Pedro rodeó la cama, se sacó un papel doblado del bolsillo interior de la chaqueta, lo desplegó y lo rompió por la mitad.
Arrojó las dos mitades en la cama junto a mí.
—Ve con tu madre y tu padre. Te necesitan más que yo. Además, lo nuestro nunca funcionaría. Al menos en el mundo real.
Mientras yo me quedaba atónita mirando el papel, él dándome la espalda, se dirigió a la puerta.
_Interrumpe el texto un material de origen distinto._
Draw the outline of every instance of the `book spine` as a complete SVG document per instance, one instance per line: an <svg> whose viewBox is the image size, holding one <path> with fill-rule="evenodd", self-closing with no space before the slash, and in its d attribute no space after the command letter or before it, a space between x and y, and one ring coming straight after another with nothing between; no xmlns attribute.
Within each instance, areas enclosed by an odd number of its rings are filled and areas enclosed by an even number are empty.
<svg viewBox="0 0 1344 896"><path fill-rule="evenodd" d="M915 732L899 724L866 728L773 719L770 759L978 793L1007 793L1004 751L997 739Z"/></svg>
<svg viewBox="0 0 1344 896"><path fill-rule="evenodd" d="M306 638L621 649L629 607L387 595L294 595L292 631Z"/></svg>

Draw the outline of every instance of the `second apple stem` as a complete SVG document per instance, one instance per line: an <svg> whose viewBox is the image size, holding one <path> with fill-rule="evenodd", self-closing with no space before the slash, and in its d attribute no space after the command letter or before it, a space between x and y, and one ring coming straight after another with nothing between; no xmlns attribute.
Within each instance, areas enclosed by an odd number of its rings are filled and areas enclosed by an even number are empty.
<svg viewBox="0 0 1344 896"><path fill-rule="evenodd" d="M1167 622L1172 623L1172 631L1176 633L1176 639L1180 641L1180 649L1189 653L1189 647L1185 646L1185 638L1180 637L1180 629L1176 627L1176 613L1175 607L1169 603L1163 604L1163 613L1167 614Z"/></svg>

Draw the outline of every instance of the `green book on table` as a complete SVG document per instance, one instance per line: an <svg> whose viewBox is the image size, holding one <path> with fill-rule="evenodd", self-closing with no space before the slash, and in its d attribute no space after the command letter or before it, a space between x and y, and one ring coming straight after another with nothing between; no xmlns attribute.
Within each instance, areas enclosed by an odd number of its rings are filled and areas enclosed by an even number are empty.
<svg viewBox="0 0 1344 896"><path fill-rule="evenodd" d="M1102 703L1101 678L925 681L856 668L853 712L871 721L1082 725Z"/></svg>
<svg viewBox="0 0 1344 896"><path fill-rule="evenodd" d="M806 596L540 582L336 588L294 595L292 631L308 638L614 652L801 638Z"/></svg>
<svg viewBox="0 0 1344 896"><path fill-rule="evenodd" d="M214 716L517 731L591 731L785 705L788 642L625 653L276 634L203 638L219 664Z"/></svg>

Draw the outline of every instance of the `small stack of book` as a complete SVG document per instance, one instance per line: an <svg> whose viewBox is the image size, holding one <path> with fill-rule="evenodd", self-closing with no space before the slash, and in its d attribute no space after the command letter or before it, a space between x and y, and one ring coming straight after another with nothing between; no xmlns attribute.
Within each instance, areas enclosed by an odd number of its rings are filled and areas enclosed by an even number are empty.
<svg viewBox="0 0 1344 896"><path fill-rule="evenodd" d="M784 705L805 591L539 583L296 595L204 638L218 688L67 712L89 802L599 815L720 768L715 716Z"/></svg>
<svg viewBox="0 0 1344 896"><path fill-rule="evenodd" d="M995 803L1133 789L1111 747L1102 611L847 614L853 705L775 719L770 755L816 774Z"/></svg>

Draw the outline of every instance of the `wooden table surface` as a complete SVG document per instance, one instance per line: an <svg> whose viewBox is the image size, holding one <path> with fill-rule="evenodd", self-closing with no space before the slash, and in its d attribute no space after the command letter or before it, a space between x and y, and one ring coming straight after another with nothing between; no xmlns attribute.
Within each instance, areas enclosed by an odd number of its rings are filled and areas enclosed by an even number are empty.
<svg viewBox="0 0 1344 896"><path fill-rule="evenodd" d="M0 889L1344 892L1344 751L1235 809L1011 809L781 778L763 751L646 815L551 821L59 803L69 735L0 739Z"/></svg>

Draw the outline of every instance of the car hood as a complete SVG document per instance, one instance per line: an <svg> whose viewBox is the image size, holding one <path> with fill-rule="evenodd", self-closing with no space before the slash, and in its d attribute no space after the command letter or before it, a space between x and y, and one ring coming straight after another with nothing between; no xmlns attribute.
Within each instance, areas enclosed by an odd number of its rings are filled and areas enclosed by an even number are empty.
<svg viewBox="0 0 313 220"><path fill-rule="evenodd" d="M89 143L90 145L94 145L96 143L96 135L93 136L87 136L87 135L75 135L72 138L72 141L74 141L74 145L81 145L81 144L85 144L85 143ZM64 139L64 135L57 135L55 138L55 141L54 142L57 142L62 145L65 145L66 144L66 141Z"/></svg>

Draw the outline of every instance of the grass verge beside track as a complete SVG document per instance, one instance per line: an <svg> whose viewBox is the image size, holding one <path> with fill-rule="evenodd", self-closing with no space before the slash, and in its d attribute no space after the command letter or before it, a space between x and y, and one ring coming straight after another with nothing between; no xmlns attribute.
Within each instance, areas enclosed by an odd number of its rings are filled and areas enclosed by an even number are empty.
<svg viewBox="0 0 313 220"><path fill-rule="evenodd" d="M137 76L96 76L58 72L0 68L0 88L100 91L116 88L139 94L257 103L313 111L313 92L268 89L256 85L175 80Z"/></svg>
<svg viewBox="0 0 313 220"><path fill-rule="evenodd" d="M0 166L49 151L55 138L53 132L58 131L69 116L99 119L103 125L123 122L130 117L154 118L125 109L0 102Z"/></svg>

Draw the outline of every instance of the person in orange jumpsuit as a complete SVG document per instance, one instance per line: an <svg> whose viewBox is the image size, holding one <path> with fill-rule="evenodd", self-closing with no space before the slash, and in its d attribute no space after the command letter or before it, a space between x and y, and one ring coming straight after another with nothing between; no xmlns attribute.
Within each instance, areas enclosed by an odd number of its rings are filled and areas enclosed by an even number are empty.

No me llevó demasiado tiempo ver que lo que había roto era el contrato.
Lo que antes constituía la cadena que me mantenía atada al hombre al que amaba, se había convertido ahora en una
donación insignificante para la causa del Día de la Tierra: en material reciclable.
—Pedro, yo… —comencé a decir, pero él me interrumpió.
—Me tengo que ir —dijo deteniéndose en la puerta dándome la espalda —. Y tú también deberías hacer lo mismo.
Sin decir nada más, abrió la puerta y se fue.
Te necesitan más que yo… Lo nuestro nunca funcionaría.
Sus palabras me retumbaron en los oídos casi de manera ensordecedora. ¿Y por qué me chocaban tanto si Pedro solo me había confirmado lo que yo ya sabía?
Mi corazón, que hacía solo unos instantes estaba loco de alegría, se había quedado ahora como el documento inservible que yacía junto a mí: destrozado, roto, partido por la mitad.
—Pero… yo también te amo —le susurré a la habitación ahora vacía. No podía dejar que se fuera sin que al menos oyera estas palabras.
Salté de la cama y salí corriendo tras él, pero cuando una ráfaga de viento me hizo estremecer, me di cuenta de que iba desnuda. Agarré una de sus camisetas, me la puse a toda prisa para salir volando y crucé el largo pasillo. Casi me caigo de cabeza por las escaleras, pero de algún modo logré mantenerme en pie hasta llegar al vestíbulo. Después abrí la puerta de la casa de par en par para gritarle que le amaba, pero lo único que vi fueron las luces traseras de la limusina alejándose por el camino de la entrada.
Había llegado demasiado tarde. Se había ido. Y yo me había quedado sola.